Speaking on the Asaase Breakfast Show on Monday (17 November)following the presentation of the 2026 Budget, Dr. Obeng dismissed suggestions that traders will automatically reduce prices because of the VAT rationalisation. Instead, he warned that the new threshold and rate changes could trigger unfair competition and discourage compliance.
According to him, the shift from a 4% flat rate to the standard 20% VAT will significantly increase operating costs for many traders — especially since the government has raised the exemption threshold from GH¢200,000 to GH¢750,000 annual turnover.
“What this means is that some traders in the same market space will not pay VAT at all, while others will be forced to charge 20%,” he said. “Taxes should not be discriminatory. You cannot have people selling the same goods in the same vicinity, with some charging VAT and others completely exempt.”

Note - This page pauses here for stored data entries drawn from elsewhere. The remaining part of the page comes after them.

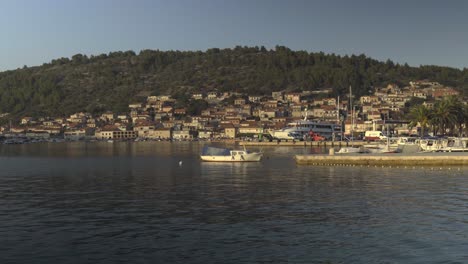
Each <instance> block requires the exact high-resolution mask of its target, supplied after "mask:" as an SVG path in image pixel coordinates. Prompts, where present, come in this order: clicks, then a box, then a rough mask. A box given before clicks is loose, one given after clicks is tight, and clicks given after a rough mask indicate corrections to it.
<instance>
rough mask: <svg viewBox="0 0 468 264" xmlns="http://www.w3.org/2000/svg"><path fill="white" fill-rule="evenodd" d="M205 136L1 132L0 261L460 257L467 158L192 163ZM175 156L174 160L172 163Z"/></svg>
mask: <svg viewBox="0 0 468 264" xmlns="http://www.w3.org/2000/svg"><path fill="white" fill-rule="evenodd" d="M202 145H203V143H184V142H182V143H168V142H140V143H113V144H111V143H55V144H31V145H17V146H9V145H3V146H0V166H1V170H0V262H1V263H247V262H248V263H255V262H260V263H468V206H467V205H468V204H467V201H468V169H466V168H444V169H440V168H364V167H313V166H298V165H296V164H295V162H294V160H293V155H294V154H297V153H313V152H316V151H320V150H316V149H311V148H301V147H299V148H291V147H278V148H264V149H263V151H264V152H265V157H266V158H265V160H264V161H262V162H260V163H235V164H234V163H233V164H230V163H202V162H200V161H199V159H198V153H199V152H200V149H201V147H202ZM179 161H182V165H181V166H179Z"/></svg>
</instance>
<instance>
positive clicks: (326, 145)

He warned that consumers, being rational, will naturally purchase from VAT-exempt traders, leaving VAT-registered sellers “victimised” and unable to compete.
“The consumer has discretion. If you go to a place where VAT isn’t charged, you’ll get cheaper prices. So those who must charge VAT will lose customers,” he noted.
Dr. Obeng argued that the government should have been “bold enough” to apply the modified tax system universally across the informal sector instead of creating a split market where some traders pay a 30% turnover tax at year-end while others face the full VAT regime.
He added that the new threshold also incentivises under-reporting.
“A person selling GH¢2,500 a day must pay VAT, but someone selling GH¢2,200 is exempt. People will manipulate figures just to remain below the threshold. This will make compliance impossible,” he said.
Touching on the government’s plans to fight under-invoicing through digitised customs systems and artificial intelligence, the GUTA president insisted that without first reducing duty rates, digital enforcement will only lead to mass default and seizure of goods.
“Why do people under-declare? Because duties are between 55% and 65% of invoice value. If you bring AI without reforming the system, people simply cannot pay,” he warned.
Dr. Obeng, however, welcomed the recent exchange rate stability, saying it has given importers temporary relief after years of heavy capital losses.
GUTA is expected to meet the Finance Ministry to demand adjustments before implementation, with Dr. Obeng cautioning:
“If government wants compliance, it must first create fairness. Otherwise, traders will find a way around it — that is human nature.”